A technique to detect DNA sequences on extended DNA fibres (EDF) prepared from interphase nuclei from tomato (Lycopersicon esculentum) and Arabidopsis thaliana leaves by fluorescence in situ hybridization (FISH) is described. Three nuclear lysis procedures have been tested for their ability to decondense chromatin and to generate highly extended intact DNA fibres on microscopic slides. DNA probes of various sizes have been used in FISH experiments to EDFs to establish the resolution and sensitivity of the technique. The fluorescent signals of a 5S rDNA probe hybridized to tomato EDFs revealed continuous strings of about 200 microns, that corresponded to a molecular size of about 660 kb. In A. thaliana, a contig of three cosmids spanning a genomic region with a total length of about 89 kb was analysed. By means of multicolour hybridization the physical positions of the cosmids were visualized as red and green fluorescence strings with overlapping regions in yellow. Comparison of the length of the fluorescent signals with the molecular data revealed a stretching degree of the DNA fibres at 3.27 kb microns-1, which is close to the Watson-Crick DNA length estimate of 2.9 kb microns-1. Other experiments on small size molecular probes with both lambda clones (13.5-17 kb insert sizes) and plasmids (4.2 and 5 kb) in a contig of A. thaliana, and the 5S rDNA region in tomato showed close agreement with molecular data. The lower limit of the detection, which was established in a hybridization experiment with two DNA probes from the 45S ribosomal gene on extended fibres of tomato, was about 0.7 kb. Consistent patterns of alternating fluorescent red and green spots were obtained reflecting the tandemly repeated arrangement of the 18S and 25S ribosomal sequences. On the basis of the microscopic distance between these hybridization spots the size of the ribosomal unit was estimated at 8.2 kb. This implies a drastic improvement of high-resolution physical mapping of DNA sequences by FISH on plant DNA.
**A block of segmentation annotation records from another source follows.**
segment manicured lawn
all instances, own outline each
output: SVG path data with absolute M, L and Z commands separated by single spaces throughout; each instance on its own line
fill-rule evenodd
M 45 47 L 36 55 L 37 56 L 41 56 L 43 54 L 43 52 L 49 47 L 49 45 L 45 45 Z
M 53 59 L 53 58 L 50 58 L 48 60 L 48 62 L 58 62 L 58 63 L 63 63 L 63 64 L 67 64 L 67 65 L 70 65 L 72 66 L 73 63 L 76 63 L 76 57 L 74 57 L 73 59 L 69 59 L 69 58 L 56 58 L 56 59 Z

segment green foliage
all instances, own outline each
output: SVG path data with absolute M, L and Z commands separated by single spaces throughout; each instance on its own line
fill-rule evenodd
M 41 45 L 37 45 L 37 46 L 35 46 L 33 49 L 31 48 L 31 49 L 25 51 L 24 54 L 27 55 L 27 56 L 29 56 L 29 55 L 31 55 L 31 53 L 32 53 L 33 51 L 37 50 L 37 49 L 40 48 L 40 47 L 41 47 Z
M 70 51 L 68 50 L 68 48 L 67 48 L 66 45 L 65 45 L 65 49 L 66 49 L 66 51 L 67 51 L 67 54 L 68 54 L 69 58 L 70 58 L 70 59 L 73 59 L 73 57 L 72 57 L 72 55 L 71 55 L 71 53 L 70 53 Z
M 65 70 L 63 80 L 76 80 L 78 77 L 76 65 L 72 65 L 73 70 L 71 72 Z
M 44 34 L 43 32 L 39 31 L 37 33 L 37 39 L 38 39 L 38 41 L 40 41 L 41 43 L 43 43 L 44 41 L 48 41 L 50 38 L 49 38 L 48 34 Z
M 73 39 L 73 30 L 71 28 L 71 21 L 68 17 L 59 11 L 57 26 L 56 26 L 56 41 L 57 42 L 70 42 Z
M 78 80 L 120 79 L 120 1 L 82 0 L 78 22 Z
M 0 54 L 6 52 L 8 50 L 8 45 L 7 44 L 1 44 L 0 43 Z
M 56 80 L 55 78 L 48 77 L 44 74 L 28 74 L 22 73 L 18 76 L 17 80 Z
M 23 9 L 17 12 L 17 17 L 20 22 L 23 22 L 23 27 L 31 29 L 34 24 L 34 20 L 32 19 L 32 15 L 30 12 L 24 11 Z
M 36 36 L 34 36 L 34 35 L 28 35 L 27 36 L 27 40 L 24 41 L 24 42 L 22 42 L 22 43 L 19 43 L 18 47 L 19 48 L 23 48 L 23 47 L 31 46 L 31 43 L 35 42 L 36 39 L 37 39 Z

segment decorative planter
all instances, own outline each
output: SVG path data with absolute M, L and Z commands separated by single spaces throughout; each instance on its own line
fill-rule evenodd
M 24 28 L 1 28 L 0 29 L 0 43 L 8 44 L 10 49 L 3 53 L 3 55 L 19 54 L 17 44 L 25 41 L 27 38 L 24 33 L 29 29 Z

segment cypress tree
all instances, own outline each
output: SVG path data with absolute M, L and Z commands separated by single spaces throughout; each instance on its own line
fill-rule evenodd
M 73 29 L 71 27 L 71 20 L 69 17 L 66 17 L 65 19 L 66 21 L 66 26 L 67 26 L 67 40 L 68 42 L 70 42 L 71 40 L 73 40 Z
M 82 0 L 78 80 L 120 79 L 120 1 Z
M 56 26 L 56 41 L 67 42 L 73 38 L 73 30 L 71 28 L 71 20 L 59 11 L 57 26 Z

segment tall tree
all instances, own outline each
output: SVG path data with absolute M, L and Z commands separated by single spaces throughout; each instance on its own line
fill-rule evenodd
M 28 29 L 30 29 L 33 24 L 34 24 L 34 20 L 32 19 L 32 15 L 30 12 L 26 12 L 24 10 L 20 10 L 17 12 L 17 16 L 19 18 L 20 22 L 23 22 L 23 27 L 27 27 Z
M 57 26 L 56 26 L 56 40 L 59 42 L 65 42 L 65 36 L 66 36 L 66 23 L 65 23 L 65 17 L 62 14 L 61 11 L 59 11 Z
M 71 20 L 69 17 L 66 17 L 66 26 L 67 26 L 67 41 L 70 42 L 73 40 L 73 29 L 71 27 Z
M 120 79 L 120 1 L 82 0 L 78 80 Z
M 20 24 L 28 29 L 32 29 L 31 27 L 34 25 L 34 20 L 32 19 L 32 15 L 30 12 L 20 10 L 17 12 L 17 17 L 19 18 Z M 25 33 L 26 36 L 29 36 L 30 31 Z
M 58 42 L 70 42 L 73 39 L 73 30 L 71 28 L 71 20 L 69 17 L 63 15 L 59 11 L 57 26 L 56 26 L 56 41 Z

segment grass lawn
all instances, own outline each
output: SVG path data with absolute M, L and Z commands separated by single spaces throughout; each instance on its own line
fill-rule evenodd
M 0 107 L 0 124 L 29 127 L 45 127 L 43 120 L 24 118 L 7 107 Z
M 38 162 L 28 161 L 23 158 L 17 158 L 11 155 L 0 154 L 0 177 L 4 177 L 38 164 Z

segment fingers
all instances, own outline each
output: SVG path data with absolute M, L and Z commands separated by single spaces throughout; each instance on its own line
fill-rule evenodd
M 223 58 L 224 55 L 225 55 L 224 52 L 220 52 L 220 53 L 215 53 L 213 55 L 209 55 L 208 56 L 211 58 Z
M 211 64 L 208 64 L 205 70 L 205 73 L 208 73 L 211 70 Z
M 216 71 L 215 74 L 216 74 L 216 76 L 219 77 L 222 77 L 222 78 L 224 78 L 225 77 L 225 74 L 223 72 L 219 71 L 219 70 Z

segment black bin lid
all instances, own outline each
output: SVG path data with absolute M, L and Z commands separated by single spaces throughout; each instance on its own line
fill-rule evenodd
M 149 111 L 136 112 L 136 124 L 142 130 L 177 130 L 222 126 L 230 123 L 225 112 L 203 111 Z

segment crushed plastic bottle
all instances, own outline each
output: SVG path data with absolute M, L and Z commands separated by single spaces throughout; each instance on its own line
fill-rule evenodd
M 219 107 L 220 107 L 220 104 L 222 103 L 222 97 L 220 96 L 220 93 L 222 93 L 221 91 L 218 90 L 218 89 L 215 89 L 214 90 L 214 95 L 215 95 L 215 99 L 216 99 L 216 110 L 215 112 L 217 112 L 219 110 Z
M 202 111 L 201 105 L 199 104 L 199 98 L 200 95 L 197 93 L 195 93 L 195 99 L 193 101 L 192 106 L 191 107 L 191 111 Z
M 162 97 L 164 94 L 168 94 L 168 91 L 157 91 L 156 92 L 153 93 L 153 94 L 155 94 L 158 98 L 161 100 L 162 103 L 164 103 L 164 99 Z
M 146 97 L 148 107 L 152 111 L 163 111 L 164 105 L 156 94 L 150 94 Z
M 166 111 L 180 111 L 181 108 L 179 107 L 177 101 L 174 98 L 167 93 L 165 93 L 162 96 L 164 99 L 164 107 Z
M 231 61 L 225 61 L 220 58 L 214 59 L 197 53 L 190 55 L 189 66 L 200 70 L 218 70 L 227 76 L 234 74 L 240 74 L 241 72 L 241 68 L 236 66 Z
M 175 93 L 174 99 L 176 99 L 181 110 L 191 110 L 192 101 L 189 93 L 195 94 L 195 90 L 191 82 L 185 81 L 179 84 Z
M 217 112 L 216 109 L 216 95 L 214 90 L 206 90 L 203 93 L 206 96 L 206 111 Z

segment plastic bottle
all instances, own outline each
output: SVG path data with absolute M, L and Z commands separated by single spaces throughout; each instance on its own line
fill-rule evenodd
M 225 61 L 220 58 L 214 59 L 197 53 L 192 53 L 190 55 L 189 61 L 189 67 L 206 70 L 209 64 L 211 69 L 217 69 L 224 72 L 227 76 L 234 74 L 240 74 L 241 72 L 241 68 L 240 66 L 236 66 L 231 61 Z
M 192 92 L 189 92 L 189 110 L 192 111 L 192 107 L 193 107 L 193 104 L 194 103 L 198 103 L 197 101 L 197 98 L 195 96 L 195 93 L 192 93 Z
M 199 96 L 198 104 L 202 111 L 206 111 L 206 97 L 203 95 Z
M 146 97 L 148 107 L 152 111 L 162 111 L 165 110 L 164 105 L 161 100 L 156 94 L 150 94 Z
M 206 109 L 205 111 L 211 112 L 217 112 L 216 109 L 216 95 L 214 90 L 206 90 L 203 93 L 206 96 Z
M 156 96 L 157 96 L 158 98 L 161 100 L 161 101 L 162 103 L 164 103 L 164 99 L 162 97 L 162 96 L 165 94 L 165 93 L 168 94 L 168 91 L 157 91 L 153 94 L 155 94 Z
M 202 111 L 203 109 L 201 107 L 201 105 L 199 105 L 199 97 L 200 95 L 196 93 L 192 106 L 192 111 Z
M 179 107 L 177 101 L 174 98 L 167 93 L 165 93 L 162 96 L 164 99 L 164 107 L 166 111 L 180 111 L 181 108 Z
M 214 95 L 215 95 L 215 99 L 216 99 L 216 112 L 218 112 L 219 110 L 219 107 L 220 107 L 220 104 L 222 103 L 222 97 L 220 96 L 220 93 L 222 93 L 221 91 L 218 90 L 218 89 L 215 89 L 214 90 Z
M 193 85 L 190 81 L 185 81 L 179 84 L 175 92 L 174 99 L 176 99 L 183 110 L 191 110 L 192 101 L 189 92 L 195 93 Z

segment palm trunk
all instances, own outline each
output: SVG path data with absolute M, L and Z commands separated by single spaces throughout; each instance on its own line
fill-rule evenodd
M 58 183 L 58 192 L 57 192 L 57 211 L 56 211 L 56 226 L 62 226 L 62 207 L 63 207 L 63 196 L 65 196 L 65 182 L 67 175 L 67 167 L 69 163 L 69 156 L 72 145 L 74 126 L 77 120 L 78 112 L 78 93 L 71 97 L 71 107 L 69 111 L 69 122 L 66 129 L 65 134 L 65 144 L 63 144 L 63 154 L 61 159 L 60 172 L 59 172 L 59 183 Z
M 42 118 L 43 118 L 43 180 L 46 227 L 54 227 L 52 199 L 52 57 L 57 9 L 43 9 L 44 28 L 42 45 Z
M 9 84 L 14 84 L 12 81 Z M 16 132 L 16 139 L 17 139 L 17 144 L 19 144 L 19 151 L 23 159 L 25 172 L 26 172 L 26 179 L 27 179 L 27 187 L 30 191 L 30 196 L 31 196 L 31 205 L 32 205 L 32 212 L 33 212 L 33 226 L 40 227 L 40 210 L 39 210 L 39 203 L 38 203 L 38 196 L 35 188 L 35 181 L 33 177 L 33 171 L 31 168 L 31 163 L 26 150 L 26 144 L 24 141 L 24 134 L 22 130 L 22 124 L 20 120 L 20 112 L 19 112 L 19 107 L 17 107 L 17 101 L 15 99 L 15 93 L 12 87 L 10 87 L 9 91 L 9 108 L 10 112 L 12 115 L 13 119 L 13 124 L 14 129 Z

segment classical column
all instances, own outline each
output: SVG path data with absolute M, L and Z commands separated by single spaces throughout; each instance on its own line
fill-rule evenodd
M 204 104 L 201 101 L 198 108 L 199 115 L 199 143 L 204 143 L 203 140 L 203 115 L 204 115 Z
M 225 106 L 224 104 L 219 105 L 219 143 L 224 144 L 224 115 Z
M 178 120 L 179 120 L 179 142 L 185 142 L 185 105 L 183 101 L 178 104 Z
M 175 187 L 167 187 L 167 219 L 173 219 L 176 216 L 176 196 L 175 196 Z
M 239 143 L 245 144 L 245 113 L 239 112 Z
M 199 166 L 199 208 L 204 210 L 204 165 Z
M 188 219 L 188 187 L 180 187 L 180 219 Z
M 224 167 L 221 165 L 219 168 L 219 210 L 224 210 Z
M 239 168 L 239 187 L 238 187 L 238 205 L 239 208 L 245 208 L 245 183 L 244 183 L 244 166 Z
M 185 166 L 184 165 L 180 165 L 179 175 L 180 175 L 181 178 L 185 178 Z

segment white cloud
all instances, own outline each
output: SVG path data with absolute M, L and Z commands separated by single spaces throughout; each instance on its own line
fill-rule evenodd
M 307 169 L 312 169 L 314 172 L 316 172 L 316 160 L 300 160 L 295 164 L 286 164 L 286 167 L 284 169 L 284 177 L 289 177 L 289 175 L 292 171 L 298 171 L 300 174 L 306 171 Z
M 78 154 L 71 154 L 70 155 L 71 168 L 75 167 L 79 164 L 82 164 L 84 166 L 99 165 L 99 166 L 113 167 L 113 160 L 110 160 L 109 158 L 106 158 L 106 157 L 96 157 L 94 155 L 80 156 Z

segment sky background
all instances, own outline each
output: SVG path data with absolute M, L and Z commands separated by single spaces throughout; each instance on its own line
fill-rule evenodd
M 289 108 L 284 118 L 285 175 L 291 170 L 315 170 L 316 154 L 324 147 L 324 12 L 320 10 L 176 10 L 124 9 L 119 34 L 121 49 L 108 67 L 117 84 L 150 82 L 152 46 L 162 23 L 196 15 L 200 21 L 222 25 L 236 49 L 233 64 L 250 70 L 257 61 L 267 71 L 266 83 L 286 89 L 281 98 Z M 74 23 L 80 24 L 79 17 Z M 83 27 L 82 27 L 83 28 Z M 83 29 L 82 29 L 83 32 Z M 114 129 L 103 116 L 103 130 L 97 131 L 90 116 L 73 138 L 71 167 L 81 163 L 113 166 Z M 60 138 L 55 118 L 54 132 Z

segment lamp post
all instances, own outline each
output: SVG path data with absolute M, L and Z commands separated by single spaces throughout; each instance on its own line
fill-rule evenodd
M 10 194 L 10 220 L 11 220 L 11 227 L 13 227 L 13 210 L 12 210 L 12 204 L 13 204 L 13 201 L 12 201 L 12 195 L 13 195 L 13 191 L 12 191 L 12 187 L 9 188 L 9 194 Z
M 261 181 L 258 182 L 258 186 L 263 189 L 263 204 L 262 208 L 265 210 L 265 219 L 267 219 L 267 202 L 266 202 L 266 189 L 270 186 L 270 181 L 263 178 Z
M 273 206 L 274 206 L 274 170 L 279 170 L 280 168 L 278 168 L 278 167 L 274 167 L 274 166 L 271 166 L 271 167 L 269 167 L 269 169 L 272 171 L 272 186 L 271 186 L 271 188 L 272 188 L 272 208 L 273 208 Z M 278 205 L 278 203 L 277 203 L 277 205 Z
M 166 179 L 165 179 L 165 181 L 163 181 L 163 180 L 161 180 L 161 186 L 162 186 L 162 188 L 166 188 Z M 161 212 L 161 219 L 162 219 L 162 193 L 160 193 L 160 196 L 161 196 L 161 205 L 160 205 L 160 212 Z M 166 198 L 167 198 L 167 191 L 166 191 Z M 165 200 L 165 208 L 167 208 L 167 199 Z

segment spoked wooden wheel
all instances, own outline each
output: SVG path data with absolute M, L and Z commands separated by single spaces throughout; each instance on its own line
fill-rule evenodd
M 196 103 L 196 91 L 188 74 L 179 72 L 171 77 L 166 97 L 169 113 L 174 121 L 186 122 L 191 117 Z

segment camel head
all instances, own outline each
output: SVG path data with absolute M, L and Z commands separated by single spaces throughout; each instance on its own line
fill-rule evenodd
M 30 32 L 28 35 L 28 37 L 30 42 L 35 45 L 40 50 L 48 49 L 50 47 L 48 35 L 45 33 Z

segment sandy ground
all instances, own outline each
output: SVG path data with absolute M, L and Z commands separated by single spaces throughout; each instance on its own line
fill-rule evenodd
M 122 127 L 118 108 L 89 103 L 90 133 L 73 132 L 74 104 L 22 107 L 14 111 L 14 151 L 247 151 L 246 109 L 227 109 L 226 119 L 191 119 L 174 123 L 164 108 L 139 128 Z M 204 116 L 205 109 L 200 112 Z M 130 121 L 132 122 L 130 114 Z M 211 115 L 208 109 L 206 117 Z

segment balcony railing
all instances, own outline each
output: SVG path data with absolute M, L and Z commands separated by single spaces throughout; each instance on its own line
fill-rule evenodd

本文描述了一种通过荧光原位杂交(FISH)技术检测从番茄(Lycopersicon esculentum)和拟南芥叶片间期核制备的伸展DNA纤维(EDF)上DNA序列的方法。测试了三种核裂解程序在使染色质解聚并在显微镜载玻片上生成高度伸展的完整DNA纤维方面的能力。在FISH实验中,将各种大小的DNA探针用于EDF,以确定该技术的分辨率和灵敏度。与番茄EDF杂交的5S rDNA探针的荧光信号显示出约200微米的连续条带,这对应于约660 kb的分子大小。在拟南芥中,分析了跨越约89 kb基因组区域的三个黏粒的重叠群。通过多色杂交,黏粒的物理位置被可视化为红色和绿色荧光条带,重叠区域为黄色。将荧光信号的长度与分子数据进行比较,发现DNA纤维的拉伸程度为3.27 kb/微米-1,接近沃森-克里克DNA长度估计值2.9 kb/微米-1。对拟南芥重叠群中插入大小为13.5 - 17 kb的λ克隆和质粒(4.2和5 kb)以及番茄5S rDNA区域的小尺寸分子探针进行的其他实验,与分子数据显示出密切一致。在番茄伸展纤维上用来自45S核糖体基因的两个DNA探针进行杂交实验确定的检测下限约为0.7 kb。获得了交替出现的荧光红色和绿色斑点的一致模式,反映了18S和25S核糖体序列的串联重复排列。根据这些杂交斑点之间的微观距离,核糖体单位大小估计为8.2 kb。这意味着通过FISH对植物DNA进行DNA序列的高分辨率物理图谱绘制有了显著改进。